On 1 Jan 1775, 250 years ago today, young Joseph Cree went out into the streets of New York City with copies of the New-York Gazetteer, published by James Rivington, and a handbill asking for tips.

Joseph’s handbill read:
VERSES
Addressed by JOSEPH CREE,
To the
Gentlemen and Ladies,
To whom he carries the
NEW-YORK GAZETTEER.
January 1, 1775.

KIND SIRS, a young and bashful Boy,
Now comes, with Heart brimful of Joy,
To see, if you by some small Favor,
Will please t’encourage such a Shaver---
Though small, he has strove to do his Duty,
And hopes that he did always suit ye;
Through Frost and Snow and scorching Heat,
He has gone with News from Street to Street;
Without a Whimper or a Murmur,
For Hardships only make him firmer.
And now he thinks there’s some Pretence,
T’ obtain of you a few good Pence;
Or something that his Heart will cheer,
And make him merry this NEW-YEAR.
This is a sample of “carrier verses.” It’s unusual in two ways. It makes no mention of current events, possibly because the politics of 1775 meant any comment would offend someone. And it specifies the name of the printer’s boy distributing it; though some other surviving examples did that, most didn’t.

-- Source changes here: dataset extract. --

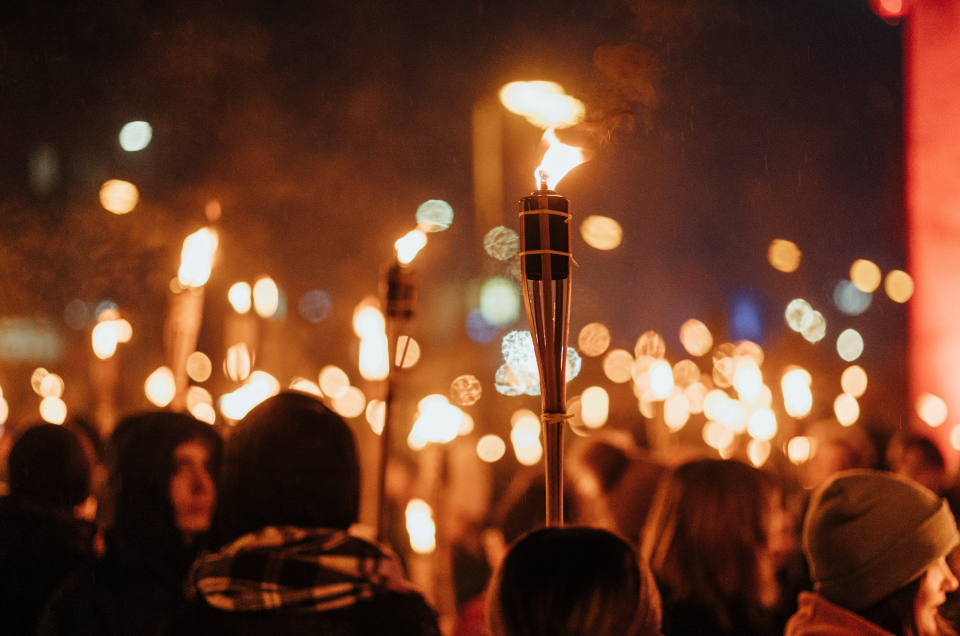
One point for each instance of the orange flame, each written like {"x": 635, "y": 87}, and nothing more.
{"x": 557, "y": 161}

Cree family historian Gary L. Maher has stated that Joseph Cree was born in 1765, which would make him nine years old as he delivered those newspapers. If so, he probably didn’t write or set this verse himself, as some older printing apprentices did. The lines definitely emphasize how little he was.

However, Maher has also found a Joseph Cree enrolled in the New York militia in 1779, and a fourteen-year-old wouldn’t have been enrolled in the militia. So perhaps Joseph was older.

Cree started to work as a printer for Shepard Kollock’s New-Jersey Journal in Elizabeth, New Jersey, about 1783, the same year that Rivington gave up his newspaper in New York. Cree married a woman named Ann Crissey or Creesy, and they had children. City and county records show him living in Elizabeth in the 1790s.

While newspaper owners’ names appeared in their pages regularly, the employees who printed those pages usually remained anonymous. Cree’s name didn’t appear in any newspaper until the 18 Sept 1798 New-Jersey Journal:
DIED.
On Sunday night [16 September], in this town, of the yellow fever, which he caught in New-York, JOSEPH CREE, Printer, for fifteen years a journeyman with the Editor of this paper.—He has left a worthy woman and four small children to deplore his loss.
Cree was buried in the graveyard of Elizabeth’s First Presbyterian Church, twenty-three years after he passed out his greeting for the new year.